Dating back to 1200 BC, the Gelidonya shipwreck had a great impact on the field of underwater archeaology worldwide because it was the first excavation of a shipwreck in deep water, in which archaeologists actually participated.
More than a ton of ingots, scrap bronze tools, weapons, and other objects, as well as metal-working tools, were found at this shipwreck.
The History of Cape Gelidonya
The Gelidonya Lighthouse on Cape Gelidonya and the Beş Adalar (Five Islands) across from it, form the border of the bays of Antalya and Finike.

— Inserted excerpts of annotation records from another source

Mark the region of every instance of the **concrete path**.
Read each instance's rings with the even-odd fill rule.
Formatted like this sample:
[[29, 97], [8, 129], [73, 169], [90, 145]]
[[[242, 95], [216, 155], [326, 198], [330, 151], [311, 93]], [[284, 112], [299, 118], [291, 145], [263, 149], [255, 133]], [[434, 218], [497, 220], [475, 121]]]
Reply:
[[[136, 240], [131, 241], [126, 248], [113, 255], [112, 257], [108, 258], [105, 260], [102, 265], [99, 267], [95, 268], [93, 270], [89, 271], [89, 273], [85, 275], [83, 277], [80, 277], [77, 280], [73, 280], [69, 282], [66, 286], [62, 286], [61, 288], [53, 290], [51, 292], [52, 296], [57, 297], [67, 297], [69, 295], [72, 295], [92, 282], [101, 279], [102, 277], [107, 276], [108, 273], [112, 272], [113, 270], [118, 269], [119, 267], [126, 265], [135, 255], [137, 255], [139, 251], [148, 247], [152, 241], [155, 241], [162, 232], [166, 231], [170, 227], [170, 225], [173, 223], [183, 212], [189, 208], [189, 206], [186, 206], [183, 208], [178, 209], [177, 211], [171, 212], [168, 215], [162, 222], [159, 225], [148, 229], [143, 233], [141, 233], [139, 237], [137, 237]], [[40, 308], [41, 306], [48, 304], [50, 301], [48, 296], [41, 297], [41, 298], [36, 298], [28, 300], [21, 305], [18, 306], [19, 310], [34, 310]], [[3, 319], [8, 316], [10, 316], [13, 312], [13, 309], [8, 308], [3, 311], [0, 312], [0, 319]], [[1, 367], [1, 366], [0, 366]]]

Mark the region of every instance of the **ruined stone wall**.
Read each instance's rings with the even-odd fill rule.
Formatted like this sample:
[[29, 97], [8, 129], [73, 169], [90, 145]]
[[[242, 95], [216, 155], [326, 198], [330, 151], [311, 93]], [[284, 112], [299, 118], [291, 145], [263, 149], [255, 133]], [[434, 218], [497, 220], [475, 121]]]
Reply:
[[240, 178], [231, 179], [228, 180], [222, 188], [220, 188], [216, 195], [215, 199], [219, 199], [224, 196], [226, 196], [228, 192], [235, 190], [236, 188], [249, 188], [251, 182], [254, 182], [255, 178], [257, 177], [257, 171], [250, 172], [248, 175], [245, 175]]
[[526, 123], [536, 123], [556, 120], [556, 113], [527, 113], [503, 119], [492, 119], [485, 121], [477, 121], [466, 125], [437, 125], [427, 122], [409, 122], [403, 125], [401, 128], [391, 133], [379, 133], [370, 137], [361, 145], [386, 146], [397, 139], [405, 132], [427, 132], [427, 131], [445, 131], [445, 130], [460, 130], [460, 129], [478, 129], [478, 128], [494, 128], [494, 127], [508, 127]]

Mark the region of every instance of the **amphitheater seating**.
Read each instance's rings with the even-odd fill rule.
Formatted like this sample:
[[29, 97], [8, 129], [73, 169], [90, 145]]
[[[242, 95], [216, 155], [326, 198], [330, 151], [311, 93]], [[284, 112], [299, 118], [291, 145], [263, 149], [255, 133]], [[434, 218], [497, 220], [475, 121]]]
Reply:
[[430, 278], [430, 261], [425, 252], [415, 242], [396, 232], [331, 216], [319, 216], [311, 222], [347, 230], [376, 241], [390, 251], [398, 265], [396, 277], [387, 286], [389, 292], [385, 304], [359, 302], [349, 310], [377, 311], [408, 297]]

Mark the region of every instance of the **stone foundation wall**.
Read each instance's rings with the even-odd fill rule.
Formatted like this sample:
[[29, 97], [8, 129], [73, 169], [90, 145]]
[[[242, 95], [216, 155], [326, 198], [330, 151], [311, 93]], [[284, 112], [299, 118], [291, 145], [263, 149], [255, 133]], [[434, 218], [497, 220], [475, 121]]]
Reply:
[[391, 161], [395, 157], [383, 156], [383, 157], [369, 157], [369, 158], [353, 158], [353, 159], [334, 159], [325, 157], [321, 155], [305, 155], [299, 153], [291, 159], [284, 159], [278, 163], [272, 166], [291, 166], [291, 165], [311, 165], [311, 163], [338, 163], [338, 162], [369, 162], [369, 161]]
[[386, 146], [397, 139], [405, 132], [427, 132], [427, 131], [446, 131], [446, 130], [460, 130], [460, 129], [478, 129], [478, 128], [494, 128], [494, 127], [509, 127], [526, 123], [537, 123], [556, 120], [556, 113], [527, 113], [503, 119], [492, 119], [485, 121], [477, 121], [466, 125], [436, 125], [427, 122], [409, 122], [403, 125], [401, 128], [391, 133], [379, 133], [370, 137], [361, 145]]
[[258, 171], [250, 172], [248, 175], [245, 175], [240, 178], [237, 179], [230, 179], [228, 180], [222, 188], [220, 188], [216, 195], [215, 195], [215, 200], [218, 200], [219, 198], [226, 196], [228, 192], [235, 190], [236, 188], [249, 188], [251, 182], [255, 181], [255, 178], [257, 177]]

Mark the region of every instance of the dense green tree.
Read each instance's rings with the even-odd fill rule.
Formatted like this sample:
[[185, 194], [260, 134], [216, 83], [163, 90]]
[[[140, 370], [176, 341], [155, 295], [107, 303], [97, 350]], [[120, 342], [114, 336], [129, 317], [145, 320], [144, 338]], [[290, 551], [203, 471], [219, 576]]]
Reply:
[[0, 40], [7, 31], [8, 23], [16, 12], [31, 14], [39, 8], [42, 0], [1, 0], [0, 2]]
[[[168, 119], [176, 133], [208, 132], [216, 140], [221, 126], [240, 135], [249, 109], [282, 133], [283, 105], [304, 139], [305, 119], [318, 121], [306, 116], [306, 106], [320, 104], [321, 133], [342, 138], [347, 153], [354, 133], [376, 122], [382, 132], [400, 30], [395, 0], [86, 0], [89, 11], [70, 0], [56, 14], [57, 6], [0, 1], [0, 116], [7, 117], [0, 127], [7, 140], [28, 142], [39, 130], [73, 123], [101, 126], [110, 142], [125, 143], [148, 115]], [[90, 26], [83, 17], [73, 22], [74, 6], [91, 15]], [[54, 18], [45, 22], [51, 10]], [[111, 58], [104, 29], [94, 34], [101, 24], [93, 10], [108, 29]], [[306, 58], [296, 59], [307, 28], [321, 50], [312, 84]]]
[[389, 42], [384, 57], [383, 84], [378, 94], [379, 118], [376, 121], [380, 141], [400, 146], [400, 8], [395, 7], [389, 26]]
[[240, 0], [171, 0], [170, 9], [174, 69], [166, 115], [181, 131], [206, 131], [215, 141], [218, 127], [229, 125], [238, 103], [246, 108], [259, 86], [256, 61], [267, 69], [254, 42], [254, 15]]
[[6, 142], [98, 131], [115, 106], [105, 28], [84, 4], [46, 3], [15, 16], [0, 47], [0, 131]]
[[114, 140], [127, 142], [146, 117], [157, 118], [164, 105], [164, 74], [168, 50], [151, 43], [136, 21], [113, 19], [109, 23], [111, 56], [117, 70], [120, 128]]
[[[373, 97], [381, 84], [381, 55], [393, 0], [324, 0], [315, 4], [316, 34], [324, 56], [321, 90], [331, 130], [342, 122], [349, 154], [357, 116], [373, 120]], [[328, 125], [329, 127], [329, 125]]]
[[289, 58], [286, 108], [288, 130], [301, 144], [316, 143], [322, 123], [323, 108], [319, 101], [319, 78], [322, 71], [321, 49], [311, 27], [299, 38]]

Gelidonya gets its name from the Lycian word "Caledonia", which means swallow. This route is one of the most impressive areas in the region, with its untouched nature and amazing view of the vast blue waters of the Mediterrenean Sea.
Between July 14-16, 1616, the Battle of Cape Gelidonia took place here. It was a naval battle between the Spanish Empire and the Ottoman Empire. The battle was the Ottoman attack on Francisco de Rivera during his eastern Mediterranean patrol. As a result of heavy artillery from the Spaniards, the Ottomans suffered heavy losses.
The construction of the Gelidonya Lighthouse started in 1934 and it was put into service in 1936. Up until 1990, the lighthouse shone with a gas light.
The Gelidonya Lighthouse has been taken under protection as a national heritage site by the General Directorate of Coastal Safety and Salvage Operations in Turkey.